In a study that assessed the perception of teleconsultation, the patients reported as positive points the quality of care, convenience, cost reduction (e.g., with transportation), and punctuality of the consultations. However, some patients also reported negative points, such as feeling a sense of alienation and diminished doctor/patient rapport, suggesting poorer clinical care. Furthermore, while some TH patients cited practicality and innovation as positive points (and said they would recommend it), others suggested that FTF counseling should not be replaced and expressed concern for the treatment of elderly patients. In conclusion, all these aspects and opinions should be considered when planning new services.18

Here, we evaluated the effect of TH on patient flow by comparing dietary counseling time and patient satisfaction between groups receiving dietary counseling via TH versus FTF counseling in the time period between the time of medical and final hospital discharge.

This study had some limitations, namely: patients and dietitians were not blind to group assignments, the satisfaction questionnaire used was not validated and it was given following the dietary counseling (which could be biased by the presence of the dietitian), the fact that we did not assess retention of information following counseling, and the number of subjects was minor than estimated.
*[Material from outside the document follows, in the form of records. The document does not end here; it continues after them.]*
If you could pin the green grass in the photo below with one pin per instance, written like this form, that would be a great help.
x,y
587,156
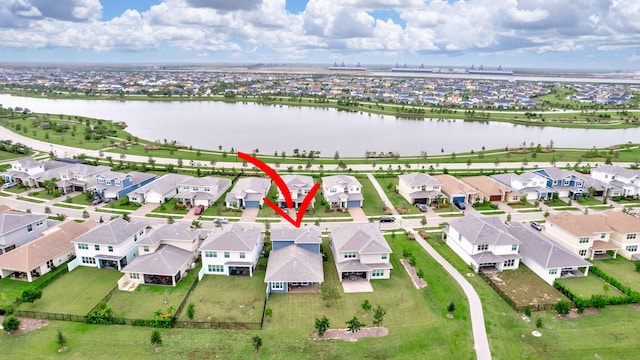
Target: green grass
x,y
585,286
229,298
143,302
76,292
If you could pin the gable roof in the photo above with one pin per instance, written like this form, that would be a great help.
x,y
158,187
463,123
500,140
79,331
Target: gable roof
x,y
54,242
113,232
294,264
483,230
365,238
236,237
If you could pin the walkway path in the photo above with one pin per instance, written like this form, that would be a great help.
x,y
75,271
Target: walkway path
x,y
483,352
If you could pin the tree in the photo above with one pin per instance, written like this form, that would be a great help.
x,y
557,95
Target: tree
x,y
256,341
11,323
322,325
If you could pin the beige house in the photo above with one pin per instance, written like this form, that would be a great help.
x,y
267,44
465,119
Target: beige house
x,y
38,257
625,233
587,235
491,190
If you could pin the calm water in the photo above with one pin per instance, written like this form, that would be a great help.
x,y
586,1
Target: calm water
x,y
273,128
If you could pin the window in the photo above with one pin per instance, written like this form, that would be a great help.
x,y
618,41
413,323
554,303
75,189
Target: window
x,y
216,268
377,273
509,263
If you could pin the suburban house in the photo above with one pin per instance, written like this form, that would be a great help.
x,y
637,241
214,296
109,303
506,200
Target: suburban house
x,y
483,243
299,186
342,191
360,252
586,235
38,257
248,193
232,250
114,185
419,188
627,181
159,190
111,245
166,255
529,184
547,259
491,190
625,233
18,228
456,189
202,191
295,261
78,177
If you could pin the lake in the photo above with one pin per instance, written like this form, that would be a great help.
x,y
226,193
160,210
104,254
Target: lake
x,y
269,128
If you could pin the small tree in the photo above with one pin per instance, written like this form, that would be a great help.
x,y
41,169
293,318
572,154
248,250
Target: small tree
x,y
322,325
11,323
256,341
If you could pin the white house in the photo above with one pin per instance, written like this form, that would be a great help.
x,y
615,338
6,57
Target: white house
x,y
360,251
232,250
483,243
342,191
111,245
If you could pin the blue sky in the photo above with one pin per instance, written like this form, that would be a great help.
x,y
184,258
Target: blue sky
x,y
567,34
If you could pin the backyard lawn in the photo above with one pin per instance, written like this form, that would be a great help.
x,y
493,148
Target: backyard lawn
x,y
76,292
145,300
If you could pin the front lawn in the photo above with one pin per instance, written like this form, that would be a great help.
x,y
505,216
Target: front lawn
x,y
76,292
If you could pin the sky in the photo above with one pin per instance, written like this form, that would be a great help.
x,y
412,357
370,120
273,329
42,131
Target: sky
x,y
552,34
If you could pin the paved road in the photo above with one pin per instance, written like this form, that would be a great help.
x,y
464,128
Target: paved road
x,y
481,342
Nevertheless, all participant dietitians applied the nutrition unit's standard practice guidelines for dietary counseling and were familiar with both FTF and TH groups.
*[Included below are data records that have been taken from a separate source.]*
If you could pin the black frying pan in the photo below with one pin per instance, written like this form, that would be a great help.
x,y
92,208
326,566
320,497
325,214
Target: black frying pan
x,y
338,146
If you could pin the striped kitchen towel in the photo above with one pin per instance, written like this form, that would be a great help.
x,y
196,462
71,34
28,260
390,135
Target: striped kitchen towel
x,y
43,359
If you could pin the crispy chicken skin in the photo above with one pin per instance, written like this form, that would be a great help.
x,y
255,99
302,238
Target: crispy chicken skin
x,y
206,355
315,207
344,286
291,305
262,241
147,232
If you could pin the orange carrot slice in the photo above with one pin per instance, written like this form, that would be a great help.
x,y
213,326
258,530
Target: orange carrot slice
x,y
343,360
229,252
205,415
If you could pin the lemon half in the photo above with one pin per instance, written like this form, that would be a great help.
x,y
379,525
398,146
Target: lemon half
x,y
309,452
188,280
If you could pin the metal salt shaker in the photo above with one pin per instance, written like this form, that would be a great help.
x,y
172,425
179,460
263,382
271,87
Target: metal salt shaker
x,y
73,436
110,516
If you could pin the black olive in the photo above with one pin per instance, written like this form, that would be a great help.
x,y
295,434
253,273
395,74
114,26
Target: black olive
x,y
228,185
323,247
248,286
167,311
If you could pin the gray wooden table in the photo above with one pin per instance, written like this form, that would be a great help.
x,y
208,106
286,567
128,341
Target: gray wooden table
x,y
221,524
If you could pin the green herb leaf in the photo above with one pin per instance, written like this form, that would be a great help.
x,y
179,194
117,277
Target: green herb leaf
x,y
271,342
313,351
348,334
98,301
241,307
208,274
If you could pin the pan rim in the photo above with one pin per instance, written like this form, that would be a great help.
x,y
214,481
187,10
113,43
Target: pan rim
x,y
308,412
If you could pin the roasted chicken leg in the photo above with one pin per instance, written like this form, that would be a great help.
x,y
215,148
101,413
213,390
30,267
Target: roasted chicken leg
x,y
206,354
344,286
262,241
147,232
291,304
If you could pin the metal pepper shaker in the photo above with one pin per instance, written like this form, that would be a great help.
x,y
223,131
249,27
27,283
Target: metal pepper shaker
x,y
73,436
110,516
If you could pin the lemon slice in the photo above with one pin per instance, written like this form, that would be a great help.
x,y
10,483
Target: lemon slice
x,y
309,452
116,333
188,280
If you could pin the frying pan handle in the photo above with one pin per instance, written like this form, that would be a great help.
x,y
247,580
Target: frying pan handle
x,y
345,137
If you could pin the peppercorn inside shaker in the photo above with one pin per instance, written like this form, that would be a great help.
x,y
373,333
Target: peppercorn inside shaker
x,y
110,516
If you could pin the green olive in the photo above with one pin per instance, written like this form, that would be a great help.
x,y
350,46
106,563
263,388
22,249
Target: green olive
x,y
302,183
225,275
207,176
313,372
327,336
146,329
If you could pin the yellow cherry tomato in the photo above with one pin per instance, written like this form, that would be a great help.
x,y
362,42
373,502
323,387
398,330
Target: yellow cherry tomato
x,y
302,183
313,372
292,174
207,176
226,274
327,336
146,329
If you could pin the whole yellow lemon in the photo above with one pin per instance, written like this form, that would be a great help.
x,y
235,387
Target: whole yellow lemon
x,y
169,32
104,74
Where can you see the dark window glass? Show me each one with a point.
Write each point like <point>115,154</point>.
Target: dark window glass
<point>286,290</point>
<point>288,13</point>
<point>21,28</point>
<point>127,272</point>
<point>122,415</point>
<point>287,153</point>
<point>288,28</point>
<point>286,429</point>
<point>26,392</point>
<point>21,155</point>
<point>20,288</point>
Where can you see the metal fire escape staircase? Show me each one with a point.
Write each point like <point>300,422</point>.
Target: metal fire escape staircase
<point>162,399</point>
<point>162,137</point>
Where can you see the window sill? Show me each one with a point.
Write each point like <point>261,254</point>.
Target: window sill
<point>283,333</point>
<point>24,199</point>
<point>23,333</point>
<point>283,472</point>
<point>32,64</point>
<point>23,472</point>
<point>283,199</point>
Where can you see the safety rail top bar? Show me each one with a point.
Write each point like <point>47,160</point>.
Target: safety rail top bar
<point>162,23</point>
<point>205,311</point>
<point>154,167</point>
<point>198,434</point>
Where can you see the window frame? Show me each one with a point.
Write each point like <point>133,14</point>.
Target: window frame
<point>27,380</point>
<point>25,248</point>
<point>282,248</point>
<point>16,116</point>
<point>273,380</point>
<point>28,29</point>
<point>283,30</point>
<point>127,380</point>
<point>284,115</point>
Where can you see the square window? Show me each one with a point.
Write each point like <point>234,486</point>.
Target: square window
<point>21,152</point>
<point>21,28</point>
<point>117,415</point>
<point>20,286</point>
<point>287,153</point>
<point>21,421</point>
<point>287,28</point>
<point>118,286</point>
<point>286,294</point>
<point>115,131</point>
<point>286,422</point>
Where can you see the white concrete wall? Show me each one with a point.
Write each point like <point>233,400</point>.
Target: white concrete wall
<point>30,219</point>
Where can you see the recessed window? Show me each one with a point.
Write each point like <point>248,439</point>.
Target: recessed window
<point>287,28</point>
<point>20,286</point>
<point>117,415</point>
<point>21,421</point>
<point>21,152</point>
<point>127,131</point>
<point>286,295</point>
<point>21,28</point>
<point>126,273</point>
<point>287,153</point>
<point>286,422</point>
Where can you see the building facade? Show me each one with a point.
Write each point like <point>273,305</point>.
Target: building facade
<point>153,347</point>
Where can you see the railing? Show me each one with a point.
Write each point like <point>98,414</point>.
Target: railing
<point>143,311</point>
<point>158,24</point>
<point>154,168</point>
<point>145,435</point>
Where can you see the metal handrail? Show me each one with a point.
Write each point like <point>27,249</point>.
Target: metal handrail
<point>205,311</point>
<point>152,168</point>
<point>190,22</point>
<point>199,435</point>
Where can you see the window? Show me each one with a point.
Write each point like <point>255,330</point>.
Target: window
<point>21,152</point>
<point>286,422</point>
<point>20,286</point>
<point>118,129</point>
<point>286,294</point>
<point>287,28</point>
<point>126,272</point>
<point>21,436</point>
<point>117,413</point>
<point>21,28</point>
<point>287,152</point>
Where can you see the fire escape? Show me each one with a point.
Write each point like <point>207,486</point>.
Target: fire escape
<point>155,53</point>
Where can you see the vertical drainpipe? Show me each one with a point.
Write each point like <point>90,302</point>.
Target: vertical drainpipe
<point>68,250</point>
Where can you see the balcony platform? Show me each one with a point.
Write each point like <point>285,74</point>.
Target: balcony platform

Although the differences in counseling duration between groups revealed by the multiple model analysis were small, TH could offer some time advantage for hospitalized patients in situations when all dietitians are on call and busy (i.e., TH care could be conducted by a dietitian assigned to the call center). In this case, the TH could contribute to improve patient flow. TH could also be used for home follow-up of patients after hospital discharge,19 allowing quick and easy answers to common questions and assessing adherence to the nutritional guidelines, especially for patients with limited mobility. In addition, including TH into dietetic practice can enhance the efficiency and quality of nutrition care and counseling delivered by dietitians.20,21

Previous studies have reported the successful use of TH for clinical nutrition in remote or rural areas.6–8,22–25 As mentioned above, while our study took place in an urban setting, TH could be particularly useful when the number of available professionals is limited26,27 or where transportation within a large metropolitan area is difficult. Increased use of TH has been seen during the current COVID-19 health crisis. Currently, TH visits also offer the ability to keep patients and health care providers safe, and allow for the continued care of patients.28

Conclusions

Although the FTF group had a greater overall satisfaction relative to the TH group, TH proved to be a useful tool for dietary counseling. There is a growing interest in the use of TH and future studies should continue to test its efficiency and ideal applicability.

Abbreviations Used

FTF

face to face

IQR

interquartile range

TH

telehealth

Author Disclosure Statement

No competing financial interests exist.

Funding Information

No funding was received for this article.

Cite this article as: Shima M, Piovacari SMF, Steinman M, Pereira AZ, dos Santos OFP (2022) Telehealth for nutritional care: A tool for improving patient flow in hospitals, Telemedicine Reports 3:1, 117–124, DOI: 10.1089/tmr.2021.0054.